Hudson Yards. | Max Touhey

The good, the bad, and the Vessel

After several ho-hum years in which it seemed like nothing all that interesting happened in the world of New York City architecture, 2019 was very busy: New buildings debuted, long-awaited renovations wrapped up, and an entire neighborhood materialized from nothing on Manhattan’s west side.

Was it a good year? There were certainly some triumphs. Brooklyn gained a massive new oasis in Shirley Chisholm Park, and the final section of the High Line opened just in time for the elevated park’s 10th anniversary. Eero Saarinen’s gorgeous TWA Terminal is once again open to the public, and looking better than ever. MoMA is back, and positively enormous. But there were misfires; you need only look at the gargantuan collection of skyscrapers at Hudson Yards, which has cemented its status as a playground for New York’s new Gilded Age, for proof.
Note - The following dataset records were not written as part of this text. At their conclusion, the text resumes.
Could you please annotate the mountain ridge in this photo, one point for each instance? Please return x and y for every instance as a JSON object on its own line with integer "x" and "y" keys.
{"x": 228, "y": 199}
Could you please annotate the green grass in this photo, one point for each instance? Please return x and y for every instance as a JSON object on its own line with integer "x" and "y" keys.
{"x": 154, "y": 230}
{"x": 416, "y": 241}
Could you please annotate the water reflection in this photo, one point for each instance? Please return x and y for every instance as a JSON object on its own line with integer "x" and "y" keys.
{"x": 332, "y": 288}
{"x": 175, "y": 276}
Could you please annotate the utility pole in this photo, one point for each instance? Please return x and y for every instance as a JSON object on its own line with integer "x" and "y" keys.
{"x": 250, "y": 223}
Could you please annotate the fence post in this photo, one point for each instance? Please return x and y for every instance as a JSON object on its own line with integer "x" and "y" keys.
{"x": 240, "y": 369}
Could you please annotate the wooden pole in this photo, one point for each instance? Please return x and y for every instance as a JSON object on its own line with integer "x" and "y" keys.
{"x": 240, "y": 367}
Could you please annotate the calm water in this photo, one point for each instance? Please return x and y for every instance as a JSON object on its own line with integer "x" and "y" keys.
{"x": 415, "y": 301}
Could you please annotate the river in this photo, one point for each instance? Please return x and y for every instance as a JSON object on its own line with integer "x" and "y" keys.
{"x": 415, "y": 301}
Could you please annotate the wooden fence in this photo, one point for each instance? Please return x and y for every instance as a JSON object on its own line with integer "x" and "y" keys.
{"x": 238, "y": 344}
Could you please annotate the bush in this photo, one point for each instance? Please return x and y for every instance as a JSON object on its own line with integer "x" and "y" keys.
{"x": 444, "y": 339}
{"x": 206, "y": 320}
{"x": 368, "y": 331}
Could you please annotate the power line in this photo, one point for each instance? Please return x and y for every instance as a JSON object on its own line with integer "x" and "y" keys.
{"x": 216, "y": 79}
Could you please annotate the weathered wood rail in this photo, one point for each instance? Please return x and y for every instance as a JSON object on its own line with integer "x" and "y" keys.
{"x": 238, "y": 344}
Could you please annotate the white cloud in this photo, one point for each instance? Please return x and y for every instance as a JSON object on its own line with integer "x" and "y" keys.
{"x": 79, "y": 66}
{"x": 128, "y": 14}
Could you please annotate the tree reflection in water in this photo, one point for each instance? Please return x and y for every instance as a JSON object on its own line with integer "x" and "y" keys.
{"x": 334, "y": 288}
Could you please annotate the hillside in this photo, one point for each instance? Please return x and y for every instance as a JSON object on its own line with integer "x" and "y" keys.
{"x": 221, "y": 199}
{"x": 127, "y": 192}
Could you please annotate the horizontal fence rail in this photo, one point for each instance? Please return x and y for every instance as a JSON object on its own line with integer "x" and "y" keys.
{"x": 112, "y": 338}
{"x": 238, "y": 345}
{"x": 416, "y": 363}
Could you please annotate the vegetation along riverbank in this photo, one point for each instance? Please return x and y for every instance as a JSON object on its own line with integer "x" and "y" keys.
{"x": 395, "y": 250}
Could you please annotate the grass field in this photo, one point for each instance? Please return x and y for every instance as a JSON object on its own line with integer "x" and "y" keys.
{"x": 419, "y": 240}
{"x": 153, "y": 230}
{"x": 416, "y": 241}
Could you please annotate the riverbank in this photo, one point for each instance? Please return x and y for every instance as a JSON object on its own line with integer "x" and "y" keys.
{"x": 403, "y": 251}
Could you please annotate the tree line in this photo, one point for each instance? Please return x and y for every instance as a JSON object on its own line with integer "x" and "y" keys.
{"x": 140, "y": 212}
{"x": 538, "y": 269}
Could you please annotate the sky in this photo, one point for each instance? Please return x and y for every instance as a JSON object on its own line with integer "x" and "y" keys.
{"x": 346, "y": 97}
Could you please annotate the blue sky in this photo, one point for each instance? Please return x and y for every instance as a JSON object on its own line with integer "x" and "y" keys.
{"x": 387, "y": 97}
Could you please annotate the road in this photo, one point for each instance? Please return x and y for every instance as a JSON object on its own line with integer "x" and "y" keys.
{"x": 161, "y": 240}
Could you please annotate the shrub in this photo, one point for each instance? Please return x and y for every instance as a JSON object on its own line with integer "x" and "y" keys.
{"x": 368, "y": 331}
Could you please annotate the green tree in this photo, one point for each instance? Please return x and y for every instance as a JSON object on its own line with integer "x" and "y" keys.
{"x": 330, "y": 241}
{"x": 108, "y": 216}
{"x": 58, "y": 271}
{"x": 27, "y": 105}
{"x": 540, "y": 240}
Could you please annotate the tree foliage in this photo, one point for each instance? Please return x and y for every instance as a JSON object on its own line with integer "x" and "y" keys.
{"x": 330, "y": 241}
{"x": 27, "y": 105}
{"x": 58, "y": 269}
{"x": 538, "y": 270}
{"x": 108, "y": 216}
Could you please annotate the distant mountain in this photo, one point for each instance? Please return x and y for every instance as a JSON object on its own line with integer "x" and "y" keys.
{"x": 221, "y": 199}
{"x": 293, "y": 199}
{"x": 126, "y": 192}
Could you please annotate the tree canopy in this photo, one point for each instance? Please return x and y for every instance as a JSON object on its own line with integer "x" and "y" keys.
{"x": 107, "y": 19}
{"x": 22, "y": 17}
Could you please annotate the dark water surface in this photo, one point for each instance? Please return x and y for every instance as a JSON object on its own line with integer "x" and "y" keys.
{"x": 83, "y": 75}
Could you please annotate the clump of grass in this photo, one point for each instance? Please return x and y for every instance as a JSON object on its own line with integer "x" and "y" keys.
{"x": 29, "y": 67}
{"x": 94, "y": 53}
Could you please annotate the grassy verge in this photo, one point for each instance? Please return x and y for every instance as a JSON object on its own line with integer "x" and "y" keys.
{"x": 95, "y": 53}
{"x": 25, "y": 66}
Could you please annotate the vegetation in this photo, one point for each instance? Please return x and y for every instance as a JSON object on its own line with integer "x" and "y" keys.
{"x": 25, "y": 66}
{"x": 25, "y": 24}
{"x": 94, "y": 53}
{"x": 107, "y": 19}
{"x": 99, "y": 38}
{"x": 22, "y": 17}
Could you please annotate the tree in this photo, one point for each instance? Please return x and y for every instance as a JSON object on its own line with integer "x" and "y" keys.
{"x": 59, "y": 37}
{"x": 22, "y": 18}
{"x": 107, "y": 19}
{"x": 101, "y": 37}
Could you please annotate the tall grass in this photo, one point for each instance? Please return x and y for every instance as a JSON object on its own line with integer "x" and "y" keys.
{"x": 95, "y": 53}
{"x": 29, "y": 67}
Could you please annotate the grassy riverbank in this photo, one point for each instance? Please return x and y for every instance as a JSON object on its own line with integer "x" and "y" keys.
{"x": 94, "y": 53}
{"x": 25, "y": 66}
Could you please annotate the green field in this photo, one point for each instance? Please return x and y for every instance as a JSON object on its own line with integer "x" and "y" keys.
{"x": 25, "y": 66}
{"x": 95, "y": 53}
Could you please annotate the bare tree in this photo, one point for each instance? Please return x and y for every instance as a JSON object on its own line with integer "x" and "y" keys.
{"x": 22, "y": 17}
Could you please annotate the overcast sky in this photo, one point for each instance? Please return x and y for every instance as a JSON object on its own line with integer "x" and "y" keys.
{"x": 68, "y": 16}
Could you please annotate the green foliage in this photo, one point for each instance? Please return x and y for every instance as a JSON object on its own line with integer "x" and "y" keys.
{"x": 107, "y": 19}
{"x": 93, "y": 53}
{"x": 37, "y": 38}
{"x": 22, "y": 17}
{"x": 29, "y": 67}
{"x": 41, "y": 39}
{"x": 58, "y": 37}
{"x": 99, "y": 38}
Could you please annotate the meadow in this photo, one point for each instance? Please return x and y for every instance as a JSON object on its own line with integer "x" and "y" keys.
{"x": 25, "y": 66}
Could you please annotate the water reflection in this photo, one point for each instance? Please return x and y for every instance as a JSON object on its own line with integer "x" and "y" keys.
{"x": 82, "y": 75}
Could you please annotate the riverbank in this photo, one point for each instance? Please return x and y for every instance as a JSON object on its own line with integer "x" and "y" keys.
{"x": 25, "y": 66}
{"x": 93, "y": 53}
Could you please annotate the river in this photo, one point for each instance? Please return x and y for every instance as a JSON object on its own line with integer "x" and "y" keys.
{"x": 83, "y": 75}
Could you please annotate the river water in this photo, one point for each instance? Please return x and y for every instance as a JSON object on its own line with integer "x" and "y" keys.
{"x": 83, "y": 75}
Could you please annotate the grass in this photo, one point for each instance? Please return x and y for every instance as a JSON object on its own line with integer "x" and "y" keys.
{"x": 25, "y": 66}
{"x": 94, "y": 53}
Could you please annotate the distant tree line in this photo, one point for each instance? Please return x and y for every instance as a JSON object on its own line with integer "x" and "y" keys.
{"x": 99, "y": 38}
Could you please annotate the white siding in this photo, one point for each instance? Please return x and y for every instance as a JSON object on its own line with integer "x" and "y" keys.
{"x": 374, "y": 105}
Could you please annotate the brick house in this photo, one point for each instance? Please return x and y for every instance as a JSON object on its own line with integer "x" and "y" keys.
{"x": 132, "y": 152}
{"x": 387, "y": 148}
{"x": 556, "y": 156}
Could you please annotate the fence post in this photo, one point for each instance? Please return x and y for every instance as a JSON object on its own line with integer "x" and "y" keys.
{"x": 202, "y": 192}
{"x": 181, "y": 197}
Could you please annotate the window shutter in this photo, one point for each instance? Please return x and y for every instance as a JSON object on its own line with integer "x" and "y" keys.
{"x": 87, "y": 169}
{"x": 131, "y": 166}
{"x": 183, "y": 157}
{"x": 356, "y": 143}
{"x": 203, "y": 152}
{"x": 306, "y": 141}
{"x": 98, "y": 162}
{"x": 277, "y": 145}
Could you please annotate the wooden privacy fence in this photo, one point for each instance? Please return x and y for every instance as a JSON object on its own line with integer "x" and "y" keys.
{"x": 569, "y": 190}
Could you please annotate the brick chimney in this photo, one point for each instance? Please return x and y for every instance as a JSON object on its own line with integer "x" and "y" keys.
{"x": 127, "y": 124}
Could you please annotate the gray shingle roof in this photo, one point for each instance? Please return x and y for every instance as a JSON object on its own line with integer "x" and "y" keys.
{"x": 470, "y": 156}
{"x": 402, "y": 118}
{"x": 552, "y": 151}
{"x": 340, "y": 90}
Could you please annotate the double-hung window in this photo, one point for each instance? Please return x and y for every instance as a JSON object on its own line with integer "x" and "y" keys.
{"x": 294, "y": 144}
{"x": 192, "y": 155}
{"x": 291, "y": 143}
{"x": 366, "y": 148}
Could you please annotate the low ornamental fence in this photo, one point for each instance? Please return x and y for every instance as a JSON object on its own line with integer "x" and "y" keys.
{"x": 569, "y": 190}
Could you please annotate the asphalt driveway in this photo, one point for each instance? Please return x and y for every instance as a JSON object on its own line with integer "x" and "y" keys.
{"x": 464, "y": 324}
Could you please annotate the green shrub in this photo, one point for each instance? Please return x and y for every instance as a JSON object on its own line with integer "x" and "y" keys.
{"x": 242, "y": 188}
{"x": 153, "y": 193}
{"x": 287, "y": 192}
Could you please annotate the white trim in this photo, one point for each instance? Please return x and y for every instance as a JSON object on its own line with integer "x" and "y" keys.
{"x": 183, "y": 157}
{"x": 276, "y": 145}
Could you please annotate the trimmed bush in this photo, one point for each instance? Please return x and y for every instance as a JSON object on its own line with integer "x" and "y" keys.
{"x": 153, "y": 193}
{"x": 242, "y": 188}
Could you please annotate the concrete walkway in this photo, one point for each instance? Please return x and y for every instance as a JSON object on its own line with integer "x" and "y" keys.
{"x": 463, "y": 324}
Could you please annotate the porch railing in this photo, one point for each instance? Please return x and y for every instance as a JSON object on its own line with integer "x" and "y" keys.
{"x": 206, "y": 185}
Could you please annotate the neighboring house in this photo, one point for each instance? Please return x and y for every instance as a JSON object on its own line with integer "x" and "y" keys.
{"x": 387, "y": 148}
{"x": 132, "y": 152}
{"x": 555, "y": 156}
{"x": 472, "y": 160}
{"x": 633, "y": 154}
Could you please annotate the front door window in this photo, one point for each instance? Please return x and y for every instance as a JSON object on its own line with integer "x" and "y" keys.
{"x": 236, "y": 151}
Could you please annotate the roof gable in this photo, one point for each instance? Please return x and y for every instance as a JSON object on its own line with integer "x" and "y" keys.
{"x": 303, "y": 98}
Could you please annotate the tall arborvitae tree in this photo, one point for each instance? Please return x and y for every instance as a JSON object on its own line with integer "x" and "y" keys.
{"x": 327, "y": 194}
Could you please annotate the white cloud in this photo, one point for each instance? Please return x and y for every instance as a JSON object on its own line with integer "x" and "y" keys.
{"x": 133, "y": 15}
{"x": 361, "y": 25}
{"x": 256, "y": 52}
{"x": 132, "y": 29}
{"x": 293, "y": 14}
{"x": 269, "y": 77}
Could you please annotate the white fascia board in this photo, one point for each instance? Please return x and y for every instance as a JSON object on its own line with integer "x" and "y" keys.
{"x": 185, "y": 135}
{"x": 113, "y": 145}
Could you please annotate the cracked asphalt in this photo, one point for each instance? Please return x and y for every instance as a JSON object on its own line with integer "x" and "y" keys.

Here now, the best (and some of the worst) of New York’s new architecture—reveals, makeovers, and parks included—of 2019.

The lobby of a museum with wooden ceilings, a shop below ground, and a mezzaning with black furniture. A sign on the wall on the right side of the photo reads “hello. again.”Max Touhey
The lobby and museum store at the renovated Museum of Modern Art.

Best renovation

For nearly a century (the institution turned 90 in 2019), the Museum of Modern Art has been tinkering with the spaces that it inhabits, and this fall, it unveiled its most ambitious revamp yet. The renovation of its 53rd Street building, overseen by Diller Scofidio + Renfro and Gensler, added more than 40,000 square feet of fresh galleries, and sought to knit together many disparate spaces—the new galleries, the pieces of the original 1939 building designed by Philip Goodwin and Edward Durell Stone, the lobby from Yoshio Taniguchi’s 2004 revamp, Philip Johnson’s sculpture garden—into a cohesive whole.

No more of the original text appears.